L’angoisse des romans de S. Fitzek est purement psychologique, la violence physique n’est donc, du moins à mon sens, rien d'autre que superflue. Du moins dans ce roman-ci.

En fait, ce que je n’ai pas aimé dans ce roman est presque insaisissable. Un manque de fluidité, quelques petits cailloux sur la route, difficile à le préciser mais par moments cela ralentissait sans qu’on n’aperçoive l’obstacle.

Quoi qu’il en soit, « Splitter » reste un EXCELLENT roman suspense, et je ne manquerai aucun des romans de cet auteur qui est sur le point de devenir l’un de mes préférés, et je n’ai pas encore lu tous ses livres !

Je conseille donc malgré tout vivement ce roman, car ma critique est un peu sévère, plus basée sur mon ressenti personnel que sur la réalisation du roman lui-même.

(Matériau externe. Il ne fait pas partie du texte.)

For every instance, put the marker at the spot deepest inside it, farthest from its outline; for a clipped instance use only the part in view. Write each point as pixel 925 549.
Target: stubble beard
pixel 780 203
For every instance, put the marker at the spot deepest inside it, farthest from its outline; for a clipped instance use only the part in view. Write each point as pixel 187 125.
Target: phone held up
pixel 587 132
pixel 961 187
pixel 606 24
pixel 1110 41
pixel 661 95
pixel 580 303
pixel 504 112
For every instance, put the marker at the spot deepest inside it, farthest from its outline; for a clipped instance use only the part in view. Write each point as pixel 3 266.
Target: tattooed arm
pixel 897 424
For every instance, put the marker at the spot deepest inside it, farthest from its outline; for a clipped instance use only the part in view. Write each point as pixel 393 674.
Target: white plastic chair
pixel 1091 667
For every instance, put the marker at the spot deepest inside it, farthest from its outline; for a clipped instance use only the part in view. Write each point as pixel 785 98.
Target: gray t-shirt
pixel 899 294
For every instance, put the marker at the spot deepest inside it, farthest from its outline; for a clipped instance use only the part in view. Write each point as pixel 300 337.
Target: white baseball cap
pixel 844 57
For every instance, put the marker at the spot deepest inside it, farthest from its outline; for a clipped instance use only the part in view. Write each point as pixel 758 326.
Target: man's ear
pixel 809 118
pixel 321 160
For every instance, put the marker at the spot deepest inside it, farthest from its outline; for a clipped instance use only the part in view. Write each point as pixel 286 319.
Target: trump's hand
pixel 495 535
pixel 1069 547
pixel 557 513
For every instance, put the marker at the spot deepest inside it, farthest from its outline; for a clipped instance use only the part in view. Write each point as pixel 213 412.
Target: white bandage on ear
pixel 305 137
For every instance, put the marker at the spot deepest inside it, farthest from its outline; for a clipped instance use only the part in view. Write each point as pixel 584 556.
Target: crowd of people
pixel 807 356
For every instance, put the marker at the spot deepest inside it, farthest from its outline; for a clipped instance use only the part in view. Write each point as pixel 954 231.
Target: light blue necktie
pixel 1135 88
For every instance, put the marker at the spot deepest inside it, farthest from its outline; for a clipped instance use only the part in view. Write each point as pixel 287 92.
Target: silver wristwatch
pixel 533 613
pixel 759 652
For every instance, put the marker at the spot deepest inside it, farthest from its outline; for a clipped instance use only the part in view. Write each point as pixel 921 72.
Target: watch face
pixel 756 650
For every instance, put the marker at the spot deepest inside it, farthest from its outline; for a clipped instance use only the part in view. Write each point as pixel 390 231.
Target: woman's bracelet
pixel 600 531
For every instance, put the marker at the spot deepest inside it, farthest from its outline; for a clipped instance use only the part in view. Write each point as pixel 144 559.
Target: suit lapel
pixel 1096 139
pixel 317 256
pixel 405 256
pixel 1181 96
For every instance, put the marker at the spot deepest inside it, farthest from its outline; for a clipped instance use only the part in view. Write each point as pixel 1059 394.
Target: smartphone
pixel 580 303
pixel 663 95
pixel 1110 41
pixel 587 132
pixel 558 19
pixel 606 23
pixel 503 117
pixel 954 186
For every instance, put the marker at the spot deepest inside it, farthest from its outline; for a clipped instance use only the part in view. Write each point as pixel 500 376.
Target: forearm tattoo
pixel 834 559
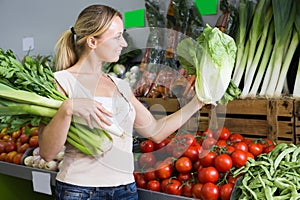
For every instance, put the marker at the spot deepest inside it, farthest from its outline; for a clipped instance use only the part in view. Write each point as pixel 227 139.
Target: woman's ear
pixel 91 42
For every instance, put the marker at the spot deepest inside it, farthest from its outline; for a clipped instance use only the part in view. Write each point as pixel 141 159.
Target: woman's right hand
pixel 89 110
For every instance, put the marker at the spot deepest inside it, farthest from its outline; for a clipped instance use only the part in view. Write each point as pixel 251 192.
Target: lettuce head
pixel 211 57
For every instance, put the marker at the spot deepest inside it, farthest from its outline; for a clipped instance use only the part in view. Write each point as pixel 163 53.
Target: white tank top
pixel 116 166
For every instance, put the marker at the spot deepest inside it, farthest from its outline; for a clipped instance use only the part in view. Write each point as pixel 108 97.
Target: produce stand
pixel 297 121
pixel 24 172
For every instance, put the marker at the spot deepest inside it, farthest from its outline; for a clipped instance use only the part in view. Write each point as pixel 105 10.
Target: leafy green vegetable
pixel 211 57
pixel 28 95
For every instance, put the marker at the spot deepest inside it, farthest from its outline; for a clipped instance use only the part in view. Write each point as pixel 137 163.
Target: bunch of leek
pixel 211 57
pixel 268 48
pixel 28 95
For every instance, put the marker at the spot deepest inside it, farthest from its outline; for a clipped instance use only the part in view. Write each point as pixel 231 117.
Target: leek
pixel 255 54
pixel 246 11
pixel 287 61
pixel 263 64
pixel 284 15
pixel 296 92
pixel 28 95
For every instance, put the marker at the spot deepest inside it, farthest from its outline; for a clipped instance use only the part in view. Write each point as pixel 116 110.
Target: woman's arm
pixel 52 137
pixel 157 130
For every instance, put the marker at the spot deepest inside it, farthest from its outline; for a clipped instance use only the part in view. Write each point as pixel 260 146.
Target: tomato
pixel 265 142
pixel 208 133
pixel 187 189
pixel 192 152
pixel 255 148
pixel 183 176
pixel 250 155
pixel 147 146
pixel 140 181
pixel 231 179
pixel 247 141
pixel 222 134
pixel 208 174
pixel 196 190
pixel 150 174
pixel 207 158
pixel 269 148
pixel 235 137
pixel 209 191
pixel 187 139
pixel 230 149
pixel 221 143
pixel 208 143
pixel 162 144
pixel 154 185
pixel 239 158
pixel 223 162
pixel 164 170
pixel 225 191
pixel 183 164
pixel 174 187
pixel 147 160
pixel 241 146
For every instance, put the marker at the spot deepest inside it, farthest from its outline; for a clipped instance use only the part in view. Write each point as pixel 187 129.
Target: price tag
pixel 41 182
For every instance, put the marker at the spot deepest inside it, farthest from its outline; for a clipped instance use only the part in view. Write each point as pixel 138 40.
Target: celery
pixel 28 95
pixel 284 15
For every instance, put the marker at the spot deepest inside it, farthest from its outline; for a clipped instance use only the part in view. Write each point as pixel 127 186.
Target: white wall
pixel 46 20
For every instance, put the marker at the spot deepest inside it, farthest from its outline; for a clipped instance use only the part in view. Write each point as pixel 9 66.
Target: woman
pixel 98 98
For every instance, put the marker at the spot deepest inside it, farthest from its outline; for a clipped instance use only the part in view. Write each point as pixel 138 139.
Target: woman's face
pixel 111 42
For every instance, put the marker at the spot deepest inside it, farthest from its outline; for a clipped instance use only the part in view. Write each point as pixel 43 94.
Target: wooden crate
pixel 160 107
pixel 297 120
pixel 253 118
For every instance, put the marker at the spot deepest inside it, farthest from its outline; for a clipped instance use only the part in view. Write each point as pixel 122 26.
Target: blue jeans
pixel 65 191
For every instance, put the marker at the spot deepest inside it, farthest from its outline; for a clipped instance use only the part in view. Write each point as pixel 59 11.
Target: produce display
pixel 14 145
pixel 202 165
pixel 29 96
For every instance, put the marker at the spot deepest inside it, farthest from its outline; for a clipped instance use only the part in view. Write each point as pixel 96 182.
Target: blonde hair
pixel 94 20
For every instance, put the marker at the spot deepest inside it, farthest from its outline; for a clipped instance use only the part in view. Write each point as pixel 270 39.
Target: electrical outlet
pixel 28 43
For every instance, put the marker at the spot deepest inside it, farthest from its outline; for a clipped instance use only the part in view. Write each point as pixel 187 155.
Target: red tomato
pixel 222 134
pixel 207 133
pixel 207 158
pixel 150 174
pixel 223 162
pixel 221 143
pixel 187 189
pixel 187 139
pixel 209 191
pixel 174 187
pixel 241 146
pixel 147 146
pixel 250 155
pixel 239 158
pixel 192 152
pixel 162 144
pixel 269 149
pixel 140 181
pixel 230 149
pixel 208 143
pixel 164 170
pixel 235 137
pixel 255 148
pixel 225 191
pixel 154 185
pixel 265 142
pixel 183 176
pixel 147 160
pixel 231 179
pixel 196 190
pixel 183 165
pixel 208 174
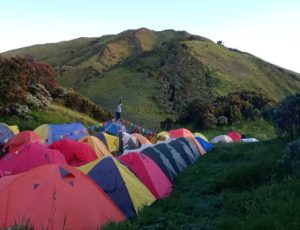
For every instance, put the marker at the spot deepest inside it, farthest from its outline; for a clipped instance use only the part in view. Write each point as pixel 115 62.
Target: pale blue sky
pixel 269 29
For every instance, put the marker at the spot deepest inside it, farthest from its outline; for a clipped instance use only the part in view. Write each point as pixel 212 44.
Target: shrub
pixel 286 118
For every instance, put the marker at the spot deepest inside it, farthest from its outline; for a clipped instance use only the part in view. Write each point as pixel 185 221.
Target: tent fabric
pixel 22 138
pixel 14 129
pixel 249 140
pixel 186 148
pixel 29 156
pixel 51 200
pixel 235 136
pixel 149 173
pixel 141 139
pixel 112 128
pixel 129 141
pixel 173 156
pixel 120 184
pixel 54 132
pixel 176 133
pixel 76 153
pixel 206 145
pixel 162 161
pixel 113 143
pixel 5 133
pixel 197 134
pixel 97 145
pixel 221 138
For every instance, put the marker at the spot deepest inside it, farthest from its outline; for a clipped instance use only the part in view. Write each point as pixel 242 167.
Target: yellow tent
pixel 96 145
pixel 201 136
pixel 139 194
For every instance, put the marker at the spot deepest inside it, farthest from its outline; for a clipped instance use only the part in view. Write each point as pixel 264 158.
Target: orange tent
pixel 20 139
pixel 175 133
pixel 55 197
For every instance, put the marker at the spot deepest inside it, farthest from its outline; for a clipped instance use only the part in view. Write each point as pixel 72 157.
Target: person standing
pixel 119 110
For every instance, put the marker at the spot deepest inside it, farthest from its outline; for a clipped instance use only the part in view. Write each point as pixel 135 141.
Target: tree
pixel 286 118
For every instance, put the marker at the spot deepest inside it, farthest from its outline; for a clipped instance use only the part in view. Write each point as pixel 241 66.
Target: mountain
pixel 158 73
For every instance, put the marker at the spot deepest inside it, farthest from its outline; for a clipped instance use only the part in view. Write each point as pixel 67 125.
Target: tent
pixel 201 135
pixel 5 133
pixel 120 184
pixel 97 145
pixel 55 197
pixel 162 161
pixel 112 128
pixel 149 173
pixel 128 141
pixel 187 149
pixel 141 139
pixel 205 144
pixel 22 138
pixel 176 133
pixel 54 132
pixel 249 140
pixel 111 142
pixel 221 138
pixel 172 155
pixel 76 153
pixel 235 136
pixel 29 156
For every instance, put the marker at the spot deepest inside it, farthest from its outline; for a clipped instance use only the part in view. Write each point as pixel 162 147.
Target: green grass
pixel 56 114
pixel 231 187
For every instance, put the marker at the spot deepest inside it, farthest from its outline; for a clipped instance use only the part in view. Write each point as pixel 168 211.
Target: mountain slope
pixel 158 73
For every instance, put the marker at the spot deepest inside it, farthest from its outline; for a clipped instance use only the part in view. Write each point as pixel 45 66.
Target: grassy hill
pixel 56 114
pixel 233 187
pixel 157 73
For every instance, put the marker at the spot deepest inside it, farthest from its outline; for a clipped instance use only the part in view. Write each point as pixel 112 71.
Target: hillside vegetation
pixel 158 73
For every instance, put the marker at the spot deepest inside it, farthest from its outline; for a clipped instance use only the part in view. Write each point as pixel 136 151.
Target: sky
pixel 269 29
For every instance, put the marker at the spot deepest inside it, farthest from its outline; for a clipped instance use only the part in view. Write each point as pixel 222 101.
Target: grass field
pixel 232 187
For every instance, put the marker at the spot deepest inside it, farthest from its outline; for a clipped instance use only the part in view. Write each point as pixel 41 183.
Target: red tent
pixel 20 139
pixel 76 153
pixel 235 136
pixel 176 133
pixel 29 156
pixel 55 197
pixel 148 172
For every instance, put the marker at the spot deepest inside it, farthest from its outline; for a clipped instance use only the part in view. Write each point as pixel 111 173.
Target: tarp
pixel 29 156
pixel 120 184
pixel 55 197
pixel 97 145
pixel 5 134
pixel 149 173
pixel 54 132
pixel 162 161
pixel 76 153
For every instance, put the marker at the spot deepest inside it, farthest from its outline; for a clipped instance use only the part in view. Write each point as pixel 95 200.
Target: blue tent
pixel 5 133
pixel 206 145
pixel 112 128
pixel 54 132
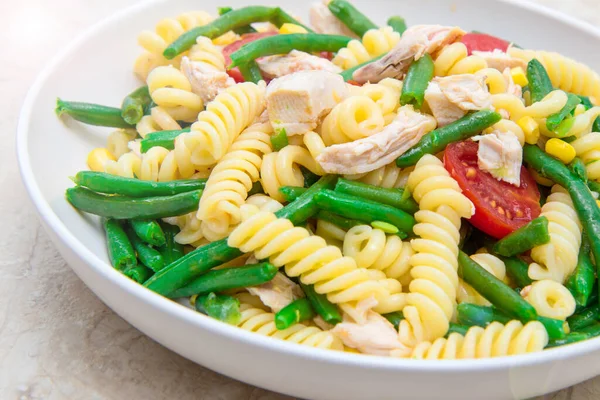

Après « Thérapie » et « Le Briseur d’Âmes », il est vrai, j’attends l’excellence de cet auteur et tout ce qui n’y touche pas, je ne l’accepte pas ….

Quelques points positifs que je souhaite mentionner en passant :

J’aime beaucoup la façon qu’à Sebastian Fitzek de faire réapparaître les personnages de ses autres romans, ou de faire allusion à d’autres romans.

Ainsi croisons-nous ici Niclas Haberland, rencontré dans « Le Briseur d’Âmes » et même son chien Tarzan. Un article dans la presse parle d’un criminel qui enlève des enfants, surnommé le « collectionneur d’yeux » (allusion à un autre roman de l’auteur encore inédit en français au jour de la rédaction de ce commentaire, dont le titre allemand est « der Augensammler»).

A aucun moment il n’est nécessaire d’avoir lu les autres romans de l’auteur (sauf peut-être pour le tout dernier roman sorti en Allemand, « Der Augenjäger »), ce sont simplement des clins d’œil sympathiques.

Et bien sûr, cette immersion dans le cerveau humain, c’est vraiment systématiquement angoissant – car si on ne peut plus se fier à soi-même, tout devient inquiétant !!!